In [88]:
from pyspark.sql import SparkSession
import pyspark.sql as sparksql
spark = SparkSession.builder.appName('stroke').getOrCreate()
train = spark.read.csv('train_2v.csv', inferSchema=True,header=True)

In [89]:
type(train)

pyspark.sql.dataframe.DataFrame

In [65]:
train.printSchema()

root
 |-- id: integer (nullable = true)
 |-- gender: string (nullable = true)
 |-- age: double (nullable = true)
 |-- hypertension: integer (nullable = true)
 |-- heart_disease: integer (nullable = true)
 |-- ever_married: string (nullable = true)
 |-- work_type: string (nullable = true)
 |-- Residence_type: string (nullable = true)
 |-- avg_glucose_level: double (nullable = true)
 |-- bmi: double (nullable = true)
 |-- smoking_status: string (nullable = true)
 |-- stroke: integer (nullable = true)



In [94]:
cols = ["age", "heart_disease", "bmi","ever_married"]
train.select(cols).describe().show()

+-------+------------------+-------------------+------------------+------------+
|summary|               age|      heart_disease|               bmi|ever_married|
+-------+------------------+-------------------+------------------+------------+
|  count|             43400|              43400|             41938|       43400|
|   mean| 42.21789400921646|0.04751152073732719|28.605038390004545|        null|
| stddev|22.519648680503554|0.21273274050209726| 7.770020497238766|        null|
|    min|              0.08|                  0|              10.1|          No|
|    max|              82.0|                  1|              97.6|         Yes|
+-------+------------------+-------------------+------------------+------------+



In [99]:
spark.sql("Select ever_married, count(ever_married) from table where stroke = 1 group by ever_married").show()

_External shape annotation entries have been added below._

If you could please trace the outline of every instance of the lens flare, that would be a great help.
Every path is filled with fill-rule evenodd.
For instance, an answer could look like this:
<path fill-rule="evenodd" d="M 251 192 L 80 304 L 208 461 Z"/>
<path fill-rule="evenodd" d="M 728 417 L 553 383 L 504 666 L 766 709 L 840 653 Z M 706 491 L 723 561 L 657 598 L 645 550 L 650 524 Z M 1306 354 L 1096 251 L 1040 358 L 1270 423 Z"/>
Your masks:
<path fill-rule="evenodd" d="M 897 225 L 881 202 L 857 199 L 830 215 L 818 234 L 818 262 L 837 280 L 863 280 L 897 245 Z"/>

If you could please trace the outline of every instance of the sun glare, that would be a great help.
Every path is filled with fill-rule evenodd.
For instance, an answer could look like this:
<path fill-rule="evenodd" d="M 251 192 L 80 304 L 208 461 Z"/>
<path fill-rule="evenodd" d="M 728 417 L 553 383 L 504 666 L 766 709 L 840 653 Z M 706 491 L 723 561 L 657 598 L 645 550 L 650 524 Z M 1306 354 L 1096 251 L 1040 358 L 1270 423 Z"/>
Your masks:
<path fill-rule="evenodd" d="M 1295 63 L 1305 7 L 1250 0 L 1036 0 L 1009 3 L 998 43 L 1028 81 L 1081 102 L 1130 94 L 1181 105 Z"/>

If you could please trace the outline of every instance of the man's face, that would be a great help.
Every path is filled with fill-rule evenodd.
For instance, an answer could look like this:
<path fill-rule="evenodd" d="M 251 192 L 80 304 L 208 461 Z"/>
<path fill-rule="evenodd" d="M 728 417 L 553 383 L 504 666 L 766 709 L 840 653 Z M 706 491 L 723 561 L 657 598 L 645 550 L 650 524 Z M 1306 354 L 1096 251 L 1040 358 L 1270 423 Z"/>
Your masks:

+------------+-------------------+
|ever_married|count(ever_married)|
+------------+-------------------+
|          No|                 80|
|         Yes|                703|
+------------+-------------------+



In [66]:
train.groupBy('stroke').count().show()

+------+-----+
|stroke|count|
+------+-----+
|     1|  783|
|     0|42617|
+------+-----+



In [67]:
train.createOrReplaceTempView('table')

In [68]:
spark.sql("SELECT work_type, count(work_type) as work_type_count FROM table WHERE stroke == 1 GROUP BY work_type ORDER BY work_type_count DESC").show()

+-------------+---------------+
|    work_type|work_type_count|
+-------------+---------------+
|      Private|            441|
|Self-employed|            251|
|     Govt_job|             89|
|     children|              2|
+-------------+---------------+



In [69]:
spark.sql("SELECT gender, count(gender) as count_gender, count(gender)*100/sum(count(gender)) over() as percent FROM table GROUP BY gender").show()

+------+------------+-------------------+
|gender|count_gender|            percent|
+------+------------+-------------------+
|Female|       25665|  59.13594470046083|
| Other|          11|0.02534562211981567|
|  Male|       17724|  40.83870967741935|
+------+------------+-------------------+



In [70]:
spark.sql("SELECT gender, count(gender), (COUNT(gender) * 100.0) /(SELECT count(gender) FROM table WHERE gender == 'Male') as percentage FROM table WHERE stroke = '1' and gender = 'Male' GROUP BY gender").show()

+------+-------------+----------------+
|gender|count(gender)|      percentage|
+------+-------------+----------------+
|  Male|          352|1.98600767321146|
+------+-------------+----------------+



In [71]:
spark.sql("SELECT gender, count(gender), (COUNT(gender) * 100.0) /(SELECT count(gender) FROM table WHERE gender == 'Female') as percentage FROM table WHERE stroke = '1' and gender = 'Female' GROUP BY gender").show()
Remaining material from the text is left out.